At Huawei Innovative Data Infrastructure Forum 2024 in Baku, themed ‘Data Awakening: Building Leading AI-Ready Data Infrastructure’, Dr. Peter Zhou, Vice President of Huawei and President of Huawei Data Storage Product Line, stole the show with a speech about ‘Redefining Data Storage in the Data Awakening Era’.
Dr. Zhou envisioned the future of data storage as being driven by multiple capabilities, including ultra-performance, data resilience, new data paradigm, scalability, sustainability and data fabric.
With the rise of generative AI, the demand for robust data storage solutions has become even more critical in today’s technological landscape. As the cluster scale of large AI models has grown to include tens of thousands, and even hundreds of thousands, of GPUs, this expansion has resulted in more frequent cluster faults and training interruptions.
The lengthy process of repeatedly writing checkpoint data and resuming training leads to extended idle time of computing cards, thereby causing cluster utilisation to drop below 50%. What’s more, by 2026, the power consumption of global data centers is expected to reach 2.3 times that of 2022, and is equivalent to the annual power consumption of Japan. More than half of the power in data centers will be consumed by AI.
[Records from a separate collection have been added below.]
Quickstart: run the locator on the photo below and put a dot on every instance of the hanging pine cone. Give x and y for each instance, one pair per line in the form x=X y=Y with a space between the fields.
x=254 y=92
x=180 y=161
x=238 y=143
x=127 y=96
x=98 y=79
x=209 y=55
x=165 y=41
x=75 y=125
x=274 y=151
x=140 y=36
AI looks to disrupt traditional data storage, by not only focusing on performance, reliability and data paradigm, but also on scalability, sustainability and data fabric. In the data awakening era, Huawei will redefine data storage through leading innovation in these six dimensions:
- Ultra-performance: Huawei enhances storage performance by a factor of 10, compared to traditional storage. The storage also supports bandwidth in PB/s and 100 million IOPS, which greatly improves the efficiency of the entire generative AI process.
- Data resilience: Innovative architecture and technologies boost high reliability of 99.9999%. The built-in ransomware detection engine raises the detection accuracy to 99.99%. Even the checkpoint recovery time during AI training is shortened to less than a minute.
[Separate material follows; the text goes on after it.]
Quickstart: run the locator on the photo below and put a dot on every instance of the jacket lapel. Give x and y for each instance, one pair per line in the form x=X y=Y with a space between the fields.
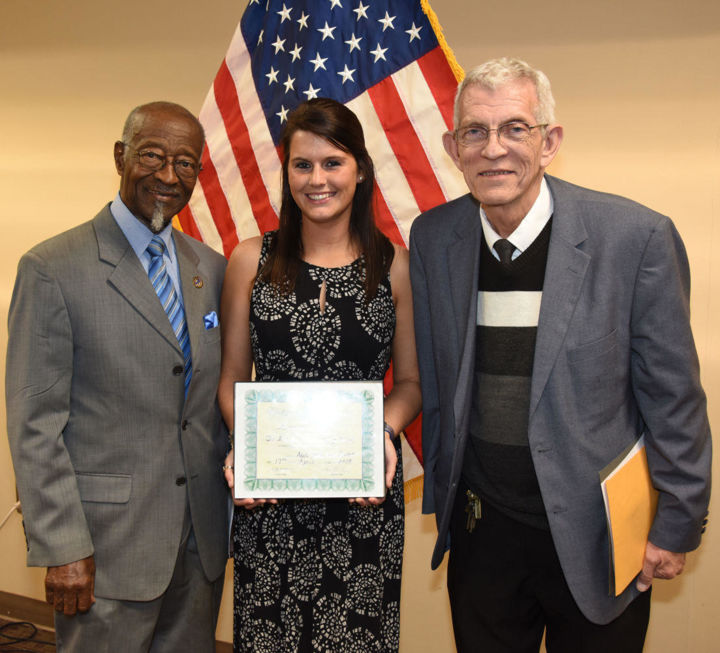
x=463 y=260
x=564 y=275
x=188 y=262
x=128 y=276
- New data paradigm: The multi-dimensional tensor data is enabled to support fast data retrieval via an intelligent search engine. The retrieval-augmented generation (RAG) technology works with the embedded knowledge base to eliminate hallucination in large AI models.
- Scalability: A single storage cluster can be scaled out for EB-level capacity and each engine can be scaled up with more GPUs, DPUs or NPUs for near-storage computing.
- Sustainability: Innovations in storage media and devices have brought about outstanding storage energy efficiency (less than 1 watt/TB) and storage density (greater than 1 PB/U).
- Data fabric: The capabilities of storage metadata management and search enable global data visibility and manageability, as well as data mobility that is 10 times more efficient.
These impressive innovations have laid the ground for the release of the high-performance OceanStor A800, which is a powerful addition to Huawei OceanStor A series storage models. Tailored to AI, OceanStor A800 can increase AI cluster utilisation by 30%, and as for performance, it delivers high bandwidth and IOPS, which are four and eight times better than its peer vendor’s.
Regarding scalability, OceanStor A800 supports scaling out to EB-level capacity with up to 512 controllers, as well as scaling up to a maximum of 4,096 computing cards. As for conserving space and energy, it achieves an outstanding storage density of one PB/U and energy efficiency of 0.7 watt/TB. It also provides a new data paradigm with vector index, tensor data and RAG. In terms of data resilience, the accuracy of ransomware detection is improved from 99.9% to 99.99%. In addition, the data fabric capability facilitates data asset management.
At the same time, storage media innovations are driving sustainable development. Huawei’s newly released high-capacity SSDs provide 10 times more capacity with the same disk size, which can further reduce energy consumption of a data center.
With 128 TB capacity per disk, the new SSDs consume 88% less storage space and 92% less energy than the peer vendor’s SSDs when storing every one PB of data.
To be AI-ready, enterprises must get data-ready. The Omni-Dataverse global file system built in the DME makes enterprise data assets visible, manageable, and mobile across regions, thereby building a solid AI data lake storage foundation for enterprises.
Dr. Peter Zhou ended by emphasising Huawei’s commitment to redefining data storage that focuses on customer challenges and demands in the data awakening era, and building leading AI-ready data infrastructure for greater customer value.